Hong Kong flexibiliza regras para recuperação do porto 07/05/2025
- Ana Cunha-Busch
- 6 de mai. de 2025
- 2 min de leitura

Por AFP - Agence France Presse
Hong Kong flexibiliza regras para recuperação do porto.
Hong Kong (AFP) – Hong Kong aprovou na quarta-feira uma lei que facilita ao governo a criação de novos terrenos através da recuperação do famoso Victoria Harbour, apesar das objeções de ativistas ambientais.
A recuperação de terrenos foi fundamental para o crescimento econômico da cidade chinesa durante décadas, mas a mudança na opinião pública desde a década de 1990 levou a regras legais rigorosas que exigiam que os projetos estabelecessem uma “necessidade pública imperiosa”.
Autoridades consideraram essas regras “restritivas” e propuseram um projeto de lei no ano passado para acelerar projetos menores, ao mesmo tempo em que davam ao líder da cidade mais poder sobre projetos de grande escala.
O projeto de lei “melhorará as áreas à beira-mar para o lazer público”, afirmou o departamento de desenvolvimento, acrescentando que o governo não tem planos para uma recuperação em grande escala no Victoria Harbour.
Ambientalistas alertaram que o projeto de lei permitiria que o líder da cidade — e não os tribunais — tivesse a palavra final sobre se um projeto satisfazia o critério de “necessidade pública”.

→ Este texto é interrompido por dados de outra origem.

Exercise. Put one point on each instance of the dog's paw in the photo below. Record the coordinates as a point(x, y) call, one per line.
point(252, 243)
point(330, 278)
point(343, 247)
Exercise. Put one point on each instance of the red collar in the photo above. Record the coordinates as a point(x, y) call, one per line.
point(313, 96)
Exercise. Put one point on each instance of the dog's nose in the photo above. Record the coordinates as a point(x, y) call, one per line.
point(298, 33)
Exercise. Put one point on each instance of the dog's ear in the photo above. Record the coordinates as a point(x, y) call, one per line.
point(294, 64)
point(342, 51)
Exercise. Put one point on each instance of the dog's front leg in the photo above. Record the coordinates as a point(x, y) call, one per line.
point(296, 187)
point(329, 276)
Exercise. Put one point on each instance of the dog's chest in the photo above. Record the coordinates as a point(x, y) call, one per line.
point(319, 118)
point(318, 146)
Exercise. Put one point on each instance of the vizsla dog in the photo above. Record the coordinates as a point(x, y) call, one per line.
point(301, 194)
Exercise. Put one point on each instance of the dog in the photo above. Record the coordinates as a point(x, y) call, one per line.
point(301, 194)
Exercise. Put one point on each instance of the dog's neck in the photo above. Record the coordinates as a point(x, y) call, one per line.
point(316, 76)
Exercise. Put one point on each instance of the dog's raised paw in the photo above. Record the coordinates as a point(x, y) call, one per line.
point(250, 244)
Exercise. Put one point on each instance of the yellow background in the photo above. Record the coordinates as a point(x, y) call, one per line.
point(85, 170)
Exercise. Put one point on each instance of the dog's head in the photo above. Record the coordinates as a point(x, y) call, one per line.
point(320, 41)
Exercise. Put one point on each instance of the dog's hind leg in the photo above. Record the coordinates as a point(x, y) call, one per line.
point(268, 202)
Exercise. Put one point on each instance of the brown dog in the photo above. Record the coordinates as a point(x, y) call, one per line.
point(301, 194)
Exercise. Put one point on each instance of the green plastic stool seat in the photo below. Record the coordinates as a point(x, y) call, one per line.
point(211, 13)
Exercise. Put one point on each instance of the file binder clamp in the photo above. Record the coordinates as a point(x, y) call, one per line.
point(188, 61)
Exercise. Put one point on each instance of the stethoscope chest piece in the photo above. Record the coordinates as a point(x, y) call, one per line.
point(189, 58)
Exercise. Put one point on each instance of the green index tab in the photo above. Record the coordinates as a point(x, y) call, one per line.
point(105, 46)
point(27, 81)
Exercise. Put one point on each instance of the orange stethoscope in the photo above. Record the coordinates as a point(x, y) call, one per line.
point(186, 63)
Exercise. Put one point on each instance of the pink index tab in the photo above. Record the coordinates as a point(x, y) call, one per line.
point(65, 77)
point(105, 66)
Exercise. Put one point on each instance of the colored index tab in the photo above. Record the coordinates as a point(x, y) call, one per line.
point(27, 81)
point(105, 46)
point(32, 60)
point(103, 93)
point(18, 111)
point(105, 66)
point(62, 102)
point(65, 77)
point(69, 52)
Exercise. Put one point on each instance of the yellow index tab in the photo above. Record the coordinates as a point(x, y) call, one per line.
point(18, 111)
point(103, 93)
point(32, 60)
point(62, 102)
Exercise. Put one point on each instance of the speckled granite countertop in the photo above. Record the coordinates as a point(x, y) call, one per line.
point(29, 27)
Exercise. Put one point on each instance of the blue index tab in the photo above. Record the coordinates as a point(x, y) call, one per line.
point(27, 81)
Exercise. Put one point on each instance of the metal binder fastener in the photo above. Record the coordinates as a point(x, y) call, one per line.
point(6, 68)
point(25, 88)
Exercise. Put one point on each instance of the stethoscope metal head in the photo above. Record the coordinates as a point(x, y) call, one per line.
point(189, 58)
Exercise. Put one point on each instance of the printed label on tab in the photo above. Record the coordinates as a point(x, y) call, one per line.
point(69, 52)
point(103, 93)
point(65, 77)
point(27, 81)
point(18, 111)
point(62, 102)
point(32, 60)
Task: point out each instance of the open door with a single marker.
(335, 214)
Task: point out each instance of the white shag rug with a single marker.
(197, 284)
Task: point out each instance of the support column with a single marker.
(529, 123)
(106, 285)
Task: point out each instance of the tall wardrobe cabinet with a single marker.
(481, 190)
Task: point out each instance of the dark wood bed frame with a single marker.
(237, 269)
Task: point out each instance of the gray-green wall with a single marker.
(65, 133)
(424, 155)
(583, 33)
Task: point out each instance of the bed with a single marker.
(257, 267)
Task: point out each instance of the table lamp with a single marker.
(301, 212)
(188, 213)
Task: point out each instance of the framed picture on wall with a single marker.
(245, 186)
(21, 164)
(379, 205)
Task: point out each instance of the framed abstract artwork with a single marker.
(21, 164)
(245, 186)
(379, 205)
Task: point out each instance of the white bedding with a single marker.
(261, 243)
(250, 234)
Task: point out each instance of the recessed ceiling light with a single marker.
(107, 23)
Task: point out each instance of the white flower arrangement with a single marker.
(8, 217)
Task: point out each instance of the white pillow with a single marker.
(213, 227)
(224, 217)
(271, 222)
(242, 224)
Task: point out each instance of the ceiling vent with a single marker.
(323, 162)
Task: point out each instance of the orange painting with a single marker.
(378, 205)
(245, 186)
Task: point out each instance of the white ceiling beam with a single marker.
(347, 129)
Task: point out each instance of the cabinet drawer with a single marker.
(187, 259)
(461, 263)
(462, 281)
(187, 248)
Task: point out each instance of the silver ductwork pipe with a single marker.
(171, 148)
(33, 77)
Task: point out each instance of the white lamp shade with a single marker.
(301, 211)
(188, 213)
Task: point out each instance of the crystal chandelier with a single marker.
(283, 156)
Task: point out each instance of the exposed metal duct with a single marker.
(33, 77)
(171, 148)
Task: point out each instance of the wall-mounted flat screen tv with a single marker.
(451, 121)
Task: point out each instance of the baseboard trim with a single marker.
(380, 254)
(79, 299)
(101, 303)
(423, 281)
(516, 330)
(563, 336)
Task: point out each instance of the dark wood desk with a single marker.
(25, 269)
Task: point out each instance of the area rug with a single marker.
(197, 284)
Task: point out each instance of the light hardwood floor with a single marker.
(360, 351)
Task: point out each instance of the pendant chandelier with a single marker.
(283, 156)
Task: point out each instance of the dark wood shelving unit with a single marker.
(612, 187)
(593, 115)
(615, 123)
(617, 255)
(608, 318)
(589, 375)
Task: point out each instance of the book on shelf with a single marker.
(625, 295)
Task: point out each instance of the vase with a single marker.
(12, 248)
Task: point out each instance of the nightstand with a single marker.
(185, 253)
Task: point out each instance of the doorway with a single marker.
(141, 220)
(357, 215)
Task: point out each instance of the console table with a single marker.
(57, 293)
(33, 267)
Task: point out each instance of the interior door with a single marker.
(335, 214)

O projeto de lei foi aprovado pela legislatura sem oposição de Hong Kong na quarta-feira.
O legislador Bill Tang afirmou durante a sessão legislativa de quarta-feira que as tentativas de “desacreditar as alterações” estão “espalhando narrativas falsas”.
Andrew Lam, outro legislador, afirmou: “Desde que o público tenha motivos razoáveis (para se opor à recuperação), pode solicitar uma revisão judicial a qualquer momento”.

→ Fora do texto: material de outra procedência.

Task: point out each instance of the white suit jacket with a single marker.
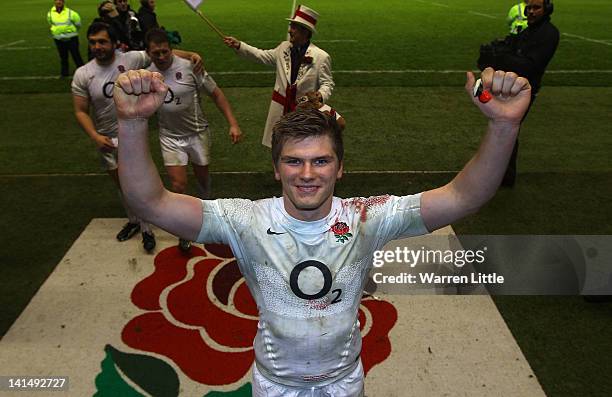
(314, 76)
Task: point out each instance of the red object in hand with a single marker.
(483, 95)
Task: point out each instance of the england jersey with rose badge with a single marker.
(96, 82)
(181, 114)
(307, 278)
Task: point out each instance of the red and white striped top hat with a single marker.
(307, 17)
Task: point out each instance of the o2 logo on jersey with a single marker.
(170, 97)
(107, 89)
(327, 282)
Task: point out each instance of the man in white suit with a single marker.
(300, 67)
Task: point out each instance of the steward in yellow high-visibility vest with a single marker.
(64, 25)
(517, 19)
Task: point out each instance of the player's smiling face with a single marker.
(308, 170)
(102, 48)
(160, 54)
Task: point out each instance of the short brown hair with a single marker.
(157, 36)
(303, 124)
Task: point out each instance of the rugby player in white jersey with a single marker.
(184, 135)
(306, 255)
(92, 87)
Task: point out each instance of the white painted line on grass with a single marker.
(604, 42)
(405, 71)
(318, 41)
(13, 43)
(482, 15)
(366, 172)
(5, 78)
(23, 48)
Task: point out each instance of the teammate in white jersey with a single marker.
(184, 135)
(92, 86)
(305, 256)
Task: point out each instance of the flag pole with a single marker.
(291, 15)
(208, 21)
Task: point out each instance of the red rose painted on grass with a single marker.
(200, 314)
(341, 232)
(376, 319)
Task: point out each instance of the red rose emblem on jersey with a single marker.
(341, 232)
(200, 314)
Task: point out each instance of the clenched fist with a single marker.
(511, 95)
(138, 94)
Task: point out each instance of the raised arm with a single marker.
(267, 57)
(481, 176)
(223, 105)
(138, 94)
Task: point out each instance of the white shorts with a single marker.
(108, 160)
(179, 151)
(349, 386)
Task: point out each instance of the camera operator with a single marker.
(527, 54)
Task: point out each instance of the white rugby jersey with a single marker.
(96, 82)
(307, 278)
(181, 113)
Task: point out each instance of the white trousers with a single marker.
(349, 386)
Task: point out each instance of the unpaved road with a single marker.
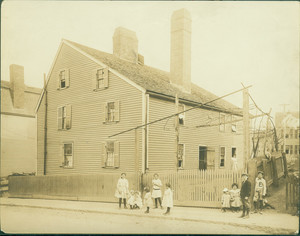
(16, 219)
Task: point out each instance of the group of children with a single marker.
(232, 199)
(135, 199)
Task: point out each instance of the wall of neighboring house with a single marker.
(162, 136)
(88, 132)
(18, 144)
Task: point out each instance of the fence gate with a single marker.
(196, 187)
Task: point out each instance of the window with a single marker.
(233, 124)
(64, 117)
(222, 122)
(111, 154)
(63, 79)
(100, 78)
(222, 156)
(233, 152)
(291, 133)
(287, 149)
(180, 156)
(67, 155)
(181, 116)
(111, 112)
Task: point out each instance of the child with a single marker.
(131, 199)
(259, 192)
(147, 199)
(235, 198)
(137, 200)
(225, 200)
(122, 190)
(168, 199)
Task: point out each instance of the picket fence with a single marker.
(196, 187)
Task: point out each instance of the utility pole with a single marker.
(176, 130)
(284, 125)
(246, 128)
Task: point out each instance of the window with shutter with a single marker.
(67, 155)
(68, 116)
(180, 156)
(222, 156)
(222, 122)
(64, 79)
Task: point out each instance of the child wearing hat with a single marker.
(259, 192)
(235, 200)
(147, 199)
(225, 200)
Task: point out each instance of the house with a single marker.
(18, 124)
(287, 125)
(92, 95)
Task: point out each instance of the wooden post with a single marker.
(246, 124)
(176, 131)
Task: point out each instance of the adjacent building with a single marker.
(18, 124)
(287, 124)
(92, 97)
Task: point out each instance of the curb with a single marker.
(267, 229)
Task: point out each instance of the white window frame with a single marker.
(222, 124)
(64, 156)
(221, 158)
(181, 116)
(183, 157)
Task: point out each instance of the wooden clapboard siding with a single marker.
(162, 137)
(88, 131)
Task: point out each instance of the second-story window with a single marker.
(64, 115)
(111, 112)
(63, 79)
(100, 79)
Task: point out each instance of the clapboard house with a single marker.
(91, 95)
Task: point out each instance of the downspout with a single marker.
(45, 126)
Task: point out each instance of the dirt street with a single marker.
(39, 220)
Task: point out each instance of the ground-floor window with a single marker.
(222, 156)
(67, 155)
(111, 154)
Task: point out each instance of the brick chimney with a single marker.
(125, 45)
(180, 65)
(17, 85)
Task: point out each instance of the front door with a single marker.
(202, 158)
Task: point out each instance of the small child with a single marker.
(131, 199)
(147, 199)
(168, 199)
(225, 200)
(235, 198)
(137, 200)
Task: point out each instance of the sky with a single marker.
(254, 43)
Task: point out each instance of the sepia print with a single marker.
(150, 117)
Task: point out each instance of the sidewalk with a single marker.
(270, 222)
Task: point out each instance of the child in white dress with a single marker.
(147, 199)
(225, 200)
(168, 199)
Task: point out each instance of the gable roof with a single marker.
(153, 80)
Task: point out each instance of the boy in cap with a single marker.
(245, 194)
(259, 192)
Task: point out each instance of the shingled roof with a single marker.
(155, 80)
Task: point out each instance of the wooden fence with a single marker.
(292, 193)
(100, 187)
(196, 187)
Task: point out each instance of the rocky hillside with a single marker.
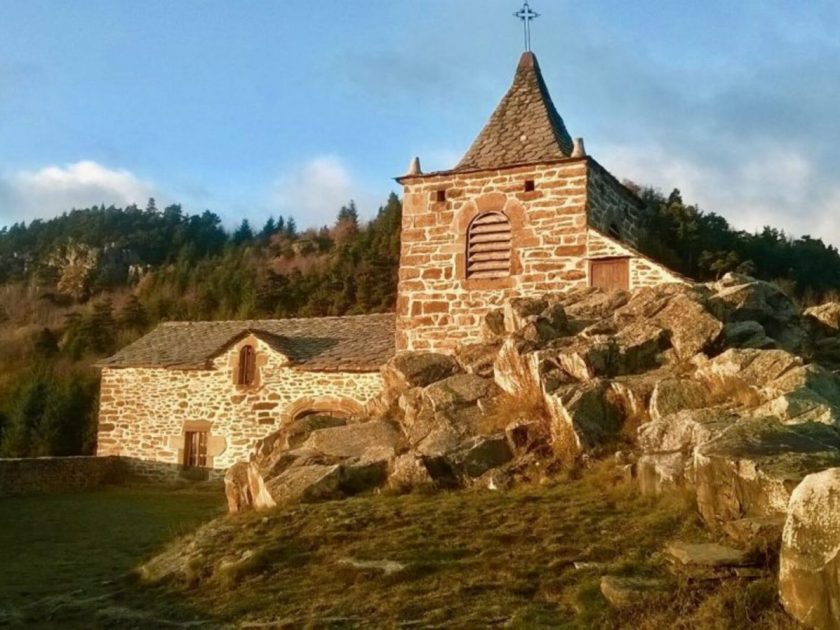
(724, 388)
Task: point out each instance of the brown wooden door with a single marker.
(610, 273)
(195, 449)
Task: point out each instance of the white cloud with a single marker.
(27, 195)
(782, 188)
(314, 192)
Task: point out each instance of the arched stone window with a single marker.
(488, 246)
(247, 373)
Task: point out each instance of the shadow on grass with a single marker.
(68, 557)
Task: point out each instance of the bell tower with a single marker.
(525, 212)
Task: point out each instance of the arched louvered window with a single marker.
(488, 246)
(247, 366)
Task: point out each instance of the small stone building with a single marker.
(200, 394)
(525, 212)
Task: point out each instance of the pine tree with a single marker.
(243, 233)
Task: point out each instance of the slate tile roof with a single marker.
(359, 343)
(524, 129)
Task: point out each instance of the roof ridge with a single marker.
(192, 322)
(524, 128)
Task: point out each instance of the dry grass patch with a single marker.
(471, 558)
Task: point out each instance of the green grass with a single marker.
(66, 548)
(473, 559)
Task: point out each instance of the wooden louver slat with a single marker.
(489, 246)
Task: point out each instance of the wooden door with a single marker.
(195, 449)
(610, 273)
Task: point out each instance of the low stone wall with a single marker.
(58, 474)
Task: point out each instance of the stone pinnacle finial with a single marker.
(578, 150)
(414, 167)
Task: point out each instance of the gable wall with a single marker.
(644, 272)
(437, 306)
(610, 204)
(144, 411)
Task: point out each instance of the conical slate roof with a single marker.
(525, 128)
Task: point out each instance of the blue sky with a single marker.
(251, 108)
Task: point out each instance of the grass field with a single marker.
(471, 559)
(68, 554)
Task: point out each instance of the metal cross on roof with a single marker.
(526, 14)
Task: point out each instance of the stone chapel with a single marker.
(525, 212)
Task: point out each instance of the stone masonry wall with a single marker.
(39, 475)
(437, 306)
(612, 209)
(144, 412)
(643, 271)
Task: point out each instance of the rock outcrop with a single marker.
(717, 378)
(809, 563)
(725, 389)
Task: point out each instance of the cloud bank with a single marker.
(27, 195)
(315, 191)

A proteção do porto foi uma das principais causas ativistas de Hong Kong na década seguinte à transferência da antiga colônia britânica para a China em 1997.

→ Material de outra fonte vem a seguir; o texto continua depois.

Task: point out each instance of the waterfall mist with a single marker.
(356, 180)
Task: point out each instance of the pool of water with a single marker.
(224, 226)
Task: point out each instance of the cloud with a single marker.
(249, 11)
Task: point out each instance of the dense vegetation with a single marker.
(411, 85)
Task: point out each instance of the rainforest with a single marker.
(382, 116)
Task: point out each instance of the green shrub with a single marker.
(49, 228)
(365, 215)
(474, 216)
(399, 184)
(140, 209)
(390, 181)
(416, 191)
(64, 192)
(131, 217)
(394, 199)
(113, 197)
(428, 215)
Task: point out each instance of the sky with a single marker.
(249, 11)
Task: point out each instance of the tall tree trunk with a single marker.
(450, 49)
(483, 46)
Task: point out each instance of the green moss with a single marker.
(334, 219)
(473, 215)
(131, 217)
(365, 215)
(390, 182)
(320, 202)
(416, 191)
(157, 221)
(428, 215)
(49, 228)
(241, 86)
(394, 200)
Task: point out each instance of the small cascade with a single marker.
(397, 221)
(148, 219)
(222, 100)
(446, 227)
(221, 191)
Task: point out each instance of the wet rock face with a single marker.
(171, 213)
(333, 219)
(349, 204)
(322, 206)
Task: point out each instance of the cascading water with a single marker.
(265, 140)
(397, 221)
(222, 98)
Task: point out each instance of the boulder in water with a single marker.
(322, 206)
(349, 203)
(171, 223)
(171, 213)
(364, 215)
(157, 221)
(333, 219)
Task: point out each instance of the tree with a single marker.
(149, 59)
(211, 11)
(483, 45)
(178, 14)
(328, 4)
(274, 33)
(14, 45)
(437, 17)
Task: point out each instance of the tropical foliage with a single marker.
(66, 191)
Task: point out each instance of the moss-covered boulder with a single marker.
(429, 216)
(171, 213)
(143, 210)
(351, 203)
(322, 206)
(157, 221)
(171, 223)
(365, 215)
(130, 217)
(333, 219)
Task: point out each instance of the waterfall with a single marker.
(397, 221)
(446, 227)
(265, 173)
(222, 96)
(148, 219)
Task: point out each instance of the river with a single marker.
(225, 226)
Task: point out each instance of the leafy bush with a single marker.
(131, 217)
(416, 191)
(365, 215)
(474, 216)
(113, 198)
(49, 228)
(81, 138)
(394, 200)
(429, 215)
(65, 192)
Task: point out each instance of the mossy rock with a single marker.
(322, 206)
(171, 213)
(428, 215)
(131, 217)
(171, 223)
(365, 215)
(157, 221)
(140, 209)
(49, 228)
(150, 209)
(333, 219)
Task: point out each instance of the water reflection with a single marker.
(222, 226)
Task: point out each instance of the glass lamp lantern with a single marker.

O tribunal superior da cidade decidiu em um caso histórico em 2004 que o porto era “um bem público especial e um patrimônio natural do povo de Hong Kong” que deve ser protegido e preservado.
Pequim reprimiu a dissidência em Hong Kong após protestos pró-democracia enormes e às vezes violentos no centro financeiro em 2019, e legisladores da oposição renunciaram ou foram destituídos.